RARA-AVIS: Drama City by George Pelecanos

From: Craig Larson ( CLarson@nhcc.edu)
Date: 28 Mar 2005

I read the latest Pelecanos over the weekend and really enjoyed it. Drama City follows Lorenzo Brown, newly released from prison on drug charges and struggling to make a go of it as an animal enforcement officer for the Humane Society. When the job brings him in contact with some of his old friends and acquaintances, the stage is set for a struggle between doing right thing and doing the honorable thing. Should he try to avenge the shooting of his parole officer, Rachel Lopez, a woman he's come to see as a friend, especially since he knows more about the circumstances than the police? Lorenzo's old friend and running partner, Nigel Johnson, is now the head of one drugs operation and dealing with problems of his own--a young man he was grooming for greater responsibility in the organization has just been killed in a senseless confrontation with members of a rival gang--but he still has time to worry about Lorenzo and seeing to it that he sticks to the straight and narrow.

This is a shorter novel than some of Pelecanos' recent books, but no less satisfying for that. The moral issues are still as sticky and there are moments of great despair, as well as triumph (there's a running thread of Narcotics Anonymous meetings in the novel that provide many of these moments). Lorenzo is an easy character to like and his heartfelt concern for the mistreated dogs he continually deals with in his day-to-day life is admirable. He makes some small steps toward trying to get involved in his daughter's life--she doesn't know him, since he's been away in prison all her life--and he also makes the first steps toward romancing a young single mother and her daughter. We're also treated to glimpses of Rachel Lopez's life, marked by an honest level of concern for her parolees when she's on the job, and careless sex and alcohol use when she's off the clock.
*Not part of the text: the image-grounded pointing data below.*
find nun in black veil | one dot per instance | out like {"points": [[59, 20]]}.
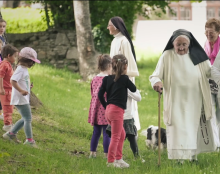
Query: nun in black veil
{"points": [[183, 71]]}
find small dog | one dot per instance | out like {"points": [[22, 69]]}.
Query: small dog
{"points": [[152, 137]]}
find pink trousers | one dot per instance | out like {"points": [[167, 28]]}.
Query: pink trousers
{"points": [[114, 116], [6, 107]]}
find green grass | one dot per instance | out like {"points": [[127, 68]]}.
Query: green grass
{"points": [[63, 135]]}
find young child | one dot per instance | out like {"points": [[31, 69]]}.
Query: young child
{"points": [[20, 96], [9, 53], [116, 86], [129, 126], [1, 45], [2, 30], [97, 111]]}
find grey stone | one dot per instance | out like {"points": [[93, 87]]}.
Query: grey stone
{"points": [[61, 39], [72, 53]]}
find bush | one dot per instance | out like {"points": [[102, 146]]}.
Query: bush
{"points": [[24, 20]]}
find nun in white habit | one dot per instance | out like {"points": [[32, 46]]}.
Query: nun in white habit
{"points": [[182, 73], [122, 44]]}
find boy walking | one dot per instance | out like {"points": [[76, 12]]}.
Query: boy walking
{"points": [[9, 54]]}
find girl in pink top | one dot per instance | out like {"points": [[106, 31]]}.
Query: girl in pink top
{"points": [[212, 46], [97, 112]]}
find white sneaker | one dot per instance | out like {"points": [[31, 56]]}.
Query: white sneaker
{"points": [[7, 128], [122, 163], [114, 164]]}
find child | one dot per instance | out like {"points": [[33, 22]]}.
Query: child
{"points": [[96, 111], [1, 45], [20, 96], [9, 53], [129, 126], [116, 86], [2, 30]]}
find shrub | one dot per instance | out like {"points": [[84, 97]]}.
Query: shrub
{"points": [[24, 20]]}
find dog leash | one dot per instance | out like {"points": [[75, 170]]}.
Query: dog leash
{"points": [[159, 131], [203, 119]]}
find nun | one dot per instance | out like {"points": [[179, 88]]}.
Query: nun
{"points": [[182, 74], [122, 44]]}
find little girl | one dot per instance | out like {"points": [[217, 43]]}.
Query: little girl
{"points": [[96, 111], [20, 96], [116, 86]]}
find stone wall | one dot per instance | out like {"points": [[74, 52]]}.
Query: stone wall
{"points": [[57, 48]]}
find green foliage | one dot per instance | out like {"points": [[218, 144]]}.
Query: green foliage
{"points": [[62, 13], [63, 134], [24, 20], [101, 12]]}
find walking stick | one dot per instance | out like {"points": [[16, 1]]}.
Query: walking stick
{"points": [[159, 132]]}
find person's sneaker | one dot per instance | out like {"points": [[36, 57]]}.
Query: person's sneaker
{"points": [[122, 163], [30, 143], [92, 155], [114, 164], [10, 137], [7, 128], [1, 117]]}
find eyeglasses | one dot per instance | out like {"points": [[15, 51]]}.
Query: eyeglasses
{"points": [[210, 32]]}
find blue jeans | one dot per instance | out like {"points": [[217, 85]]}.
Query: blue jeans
{"points": [[25, 121], [215, 121]]}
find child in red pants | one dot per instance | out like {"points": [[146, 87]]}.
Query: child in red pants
{"points": [[116, 86], [9, 54]]}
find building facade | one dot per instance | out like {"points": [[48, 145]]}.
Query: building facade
{"points": [[183, 10]]}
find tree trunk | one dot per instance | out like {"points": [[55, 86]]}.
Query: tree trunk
{"points": [[85, 44]]}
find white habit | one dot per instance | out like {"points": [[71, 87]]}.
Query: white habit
{"points": [[121, 45], [185, 92]]}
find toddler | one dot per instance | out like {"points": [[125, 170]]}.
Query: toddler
{"points": [[97, 111], [21, 94]]}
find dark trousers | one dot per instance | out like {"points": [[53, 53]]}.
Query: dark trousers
{"points": [[98, 129], [133, 143]]}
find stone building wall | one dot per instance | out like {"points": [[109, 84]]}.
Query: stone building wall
{"points": [[57, 48]]}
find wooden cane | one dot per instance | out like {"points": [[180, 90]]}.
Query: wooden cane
{"points": [[159, 132]]}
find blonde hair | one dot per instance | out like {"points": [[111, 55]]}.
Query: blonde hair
{"points": [[104, 61], [119, 63]]}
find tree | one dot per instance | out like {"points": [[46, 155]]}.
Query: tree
{"points": [[85, 44]]}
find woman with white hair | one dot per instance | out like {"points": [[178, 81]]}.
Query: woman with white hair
{"points": [[184, 69]]}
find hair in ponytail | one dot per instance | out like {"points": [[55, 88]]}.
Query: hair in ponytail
{"points": [[104, 61], [119, 63]]}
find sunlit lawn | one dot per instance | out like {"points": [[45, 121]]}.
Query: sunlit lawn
{"points": [[63, 135]]}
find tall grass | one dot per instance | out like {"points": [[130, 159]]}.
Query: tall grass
{"points": [[63, 135]]}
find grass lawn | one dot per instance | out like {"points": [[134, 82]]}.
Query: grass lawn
{"points": [[63, 135]]}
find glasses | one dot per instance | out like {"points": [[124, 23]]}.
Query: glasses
{"points": [[210, 32]]}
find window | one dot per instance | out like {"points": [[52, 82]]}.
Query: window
{"points": [[185, 13], [210, 12]]}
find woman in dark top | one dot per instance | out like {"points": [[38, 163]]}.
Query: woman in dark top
{"points": [[116, 86]]}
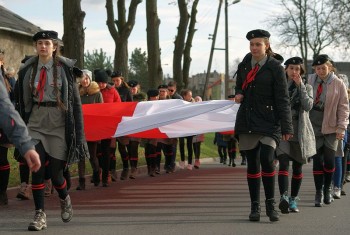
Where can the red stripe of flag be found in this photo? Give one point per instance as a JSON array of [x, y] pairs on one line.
[[101, 120], [268, 174]]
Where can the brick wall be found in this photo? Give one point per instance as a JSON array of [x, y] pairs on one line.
[[16, 46]]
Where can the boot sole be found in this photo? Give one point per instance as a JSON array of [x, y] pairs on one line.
[[33, 228], [254, 219]]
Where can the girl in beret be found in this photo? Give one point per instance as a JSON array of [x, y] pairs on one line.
[[125, 94], [49, 103], [302, 145], [329, 117], [89, 94], [106, 146], [263, 118]]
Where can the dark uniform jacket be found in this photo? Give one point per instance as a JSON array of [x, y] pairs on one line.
[[265, 108], [75, 136]]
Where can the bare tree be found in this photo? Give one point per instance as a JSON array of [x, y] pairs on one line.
[[342, 16], [155, 70], [307, 25], [182, 45], [120, 31], [74, 35], [188, 45]]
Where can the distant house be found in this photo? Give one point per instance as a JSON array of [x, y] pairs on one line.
[[15, 37]]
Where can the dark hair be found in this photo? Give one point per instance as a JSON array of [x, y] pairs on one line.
[[302, 68], [56, 91], [172, 83]]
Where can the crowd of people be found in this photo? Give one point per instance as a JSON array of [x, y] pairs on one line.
[[284, 115]]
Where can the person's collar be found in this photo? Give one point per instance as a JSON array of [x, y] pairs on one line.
[[48, 65]]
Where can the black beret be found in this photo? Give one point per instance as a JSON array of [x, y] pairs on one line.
[[101, 75], [116, 74], [294, 60], [278, 57], [321, 59], [77, 72], [46, 34], [26, 57], [139, 97], [152, 92], [257, 33], [132, 83], [163, 86]]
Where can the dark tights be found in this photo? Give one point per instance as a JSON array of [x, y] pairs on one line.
[[56, 166], [323, 167], [4, 169], [284, 172], [261, 155]]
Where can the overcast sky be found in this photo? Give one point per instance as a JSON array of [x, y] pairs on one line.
[[243, 17]]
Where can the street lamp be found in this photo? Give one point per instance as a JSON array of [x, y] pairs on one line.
[[226, 47]]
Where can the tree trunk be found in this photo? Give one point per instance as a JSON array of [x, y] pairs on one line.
[[155, 70], [74, 35], [120, 31], [180, 44], [188, 46]]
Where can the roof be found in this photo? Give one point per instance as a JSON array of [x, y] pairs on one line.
[[10, 21]]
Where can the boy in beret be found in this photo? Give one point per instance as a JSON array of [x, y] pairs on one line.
[[258, 126], [50, 105]]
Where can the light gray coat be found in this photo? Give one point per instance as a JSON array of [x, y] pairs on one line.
[[306, 136]]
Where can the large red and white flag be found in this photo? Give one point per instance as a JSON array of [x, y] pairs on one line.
[[158, 119]]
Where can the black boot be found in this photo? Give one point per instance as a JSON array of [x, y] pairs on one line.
[[96, 178], [81, 185], [255, 212], [66, 175], [327, 199], [270, 210], [319, 198]]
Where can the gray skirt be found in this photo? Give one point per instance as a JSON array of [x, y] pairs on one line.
[[329, 140], [292, 149], [250, 141], [47, 125]]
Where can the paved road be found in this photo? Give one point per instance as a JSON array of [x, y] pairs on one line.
[[211, 200]]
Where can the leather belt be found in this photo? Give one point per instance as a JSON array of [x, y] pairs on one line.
[[46, 104]]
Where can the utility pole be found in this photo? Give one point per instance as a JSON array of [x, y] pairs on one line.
[[226, 51], [227, 78], [205, 91]]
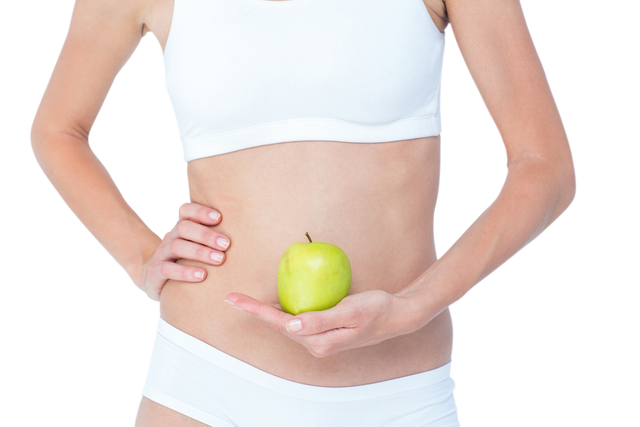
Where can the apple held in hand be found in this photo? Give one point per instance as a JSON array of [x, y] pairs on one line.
[[312, 277]]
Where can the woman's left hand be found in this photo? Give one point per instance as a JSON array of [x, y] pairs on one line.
[[359, 320]]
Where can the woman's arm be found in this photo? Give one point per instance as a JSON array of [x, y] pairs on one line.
[[102, 38], [540, 182]]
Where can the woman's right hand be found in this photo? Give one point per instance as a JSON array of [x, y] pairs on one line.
[[187, 238]]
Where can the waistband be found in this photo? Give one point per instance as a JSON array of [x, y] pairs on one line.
[[294, 389]]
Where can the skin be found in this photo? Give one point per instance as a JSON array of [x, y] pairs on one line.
[[268, 195]]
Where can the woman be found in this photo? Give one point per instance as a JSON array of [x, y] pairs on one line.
[[296, 116]]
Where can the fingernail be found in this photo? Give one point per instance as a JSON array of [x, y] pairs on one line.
[[294, 326], [224, 243]]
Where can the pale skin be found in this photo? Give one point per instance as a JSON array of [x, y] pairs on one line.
[[269, 196]]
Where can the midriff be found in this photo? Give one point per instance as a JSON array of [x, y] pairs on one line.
[[376, 201]]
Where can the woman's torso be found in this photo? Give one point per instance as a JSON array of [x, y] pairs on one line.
[[374, 201]]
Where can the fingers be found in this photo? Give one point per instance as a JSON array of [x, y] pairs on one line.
[[198, 213], [170, 270], [180, 248], [199, 233]]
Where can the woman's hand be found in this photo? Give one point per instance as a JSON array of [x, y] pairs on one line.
[[187, 238], [359, 320]]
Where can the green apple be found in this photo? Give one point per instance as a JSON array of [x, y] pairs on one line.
[[312, 277]]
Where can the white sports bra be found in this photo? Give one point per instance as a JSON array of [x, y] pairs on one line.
[[243, 73]]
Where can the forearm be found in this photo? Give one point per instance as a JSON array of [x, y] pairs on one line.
[[531, 199], [87, 188]]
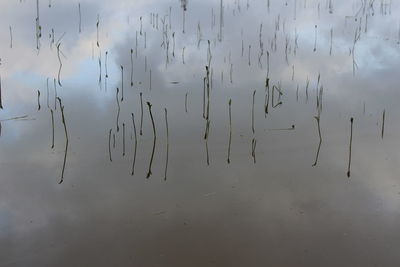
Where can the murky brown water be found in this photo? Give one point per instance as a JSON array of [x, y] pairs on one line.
[[279, 205]]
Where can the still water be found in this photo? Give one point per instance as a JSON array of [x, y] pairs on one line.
[[295, 90]]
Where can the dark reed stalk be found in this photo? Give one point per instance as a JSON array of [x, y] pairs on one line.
[[230, 73], [134, 153], [141, 26], [208, 92], [351, 140], [141, 113], [55, 94], [166, 160], [80, 17], [136, 44], [52, 127], [38, 27], [122, 83], [105, 64], [249, 54], [252, 113], [123, 139], [383, 122], [131, 67], [59, 60], [315, 40], [154, 140], [266, 101], [307, 84], [186, 102], [364, 108], [100, 69], [1, 103], [97, 29], [317, 118], [253, 149], [292, 72], [48, 96], [274, 87], [109, 144], [207, 132], [10, 37], [25, 117], [284, 129], [173, 44], [118, 110], [330, 49], [230, 131], [38, 100], [267, 64], [204, 97], [66, 137], [150, 80]]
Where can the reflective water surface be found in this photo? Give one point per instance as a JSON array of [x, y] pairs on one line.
[[254, 169]]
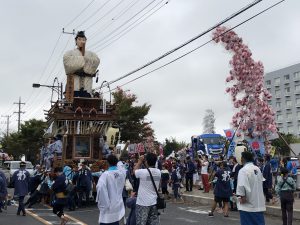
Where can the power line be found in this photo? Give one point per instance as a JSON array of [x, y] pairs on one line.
[[189, 52], [51, 73], [19, 113], [97, 43], [7, 124], [97, 10], [134, 26], [186, 43], [92, 36], [105, 14], [91, 2], [46, 66]]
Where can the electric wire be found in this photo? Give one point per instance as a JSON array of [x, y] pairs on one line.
[[44, 90], [91, 2], [126, 30], [46, 66], [202, 45], [186, 43], [93, 35], [97, 10], [93, 24], [116, 29]]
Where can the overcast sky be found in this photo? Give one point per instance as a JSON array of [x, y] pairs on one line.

I think Pelecanos' work as a writer for The Wire shows up here in the novel, which seems more economical in the way it deals with the drug problem and how it affects people of varying stripes and from different walks of life. There are fewer musical allusions, too, though they're still present, but as less of a marker of characters' level of hipness. This was truly a "drop everything" read, even though it meant dropping the latest John Farris novel, Phantom Nights, which also turned into a memorable page-turner.